UK rise for Taylor Wimpey
By Sandy Guthrie19 March 2014
UK-based contractor Taylor Wimpey saw its group operating margin increase to 13.6% in 2013, up from 11.2% a year earlier.
The developer – operating from 24 regional businesses across the UK, and also with operations in Spain – said in its annual report for 2013 that its operating profit for the year was £312.9 million (€373.7 million), compared to £226.1 million (€270 million) in 2012. Profit before tax and exceptional items rose to £268.4 million (€320.5 million) from £181.8 million (€217.1 million).
In the UK, it reported a 39.1% increase in operating profit to £312.8 million (€373.6 million), from a 2012 figure of £224.8 million (€268.5 million). It said its total order book value was £1.25 billion (€1.49 billion) at 31 December, 2013, compared to £948 million (€1.1 billion) in 2012.
In the UK, it said that there was a much improved mortgage environment with better affordability and accessibility. It added that planning remained the fundamental constraint on the industry.
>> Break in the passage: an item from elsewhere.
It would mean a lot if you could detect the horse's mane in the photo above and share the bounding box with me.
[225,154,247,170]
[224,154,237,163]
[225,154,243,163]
Spanish housing accounted for just 1% of group revenue.
Chief executive Pete Redfern said that 2013 had been a year of significant improvement, “where both the quality of our investments and the underlying improvement in the housing market contributed to an improvement across all of our key performance metrics”.
He said, “In a UK housing market showing significant recovery for the first time in five years, we have strongly improved our operating performance, increasing operating profits by 39%. The business is starting to earn a healthy level of returns as the investments we have made from 2009 onwards are starting to deliver.”
Javier Ballester, managing director of its Spanish operations, said, “Market conditions are still challenging, but we have been able to take advantage of the lack of competition and depressed land market to purchase three sites in exceptional locations which are performing extremely well.”
Taylor Wimpey said of the Spanish market that while the wider macro-economic uncertainty had improved considerably, customer confidence still remained subdued on the whole, and in certain locations continued to be “extremely challenging” with mortgage availability remaining restricted.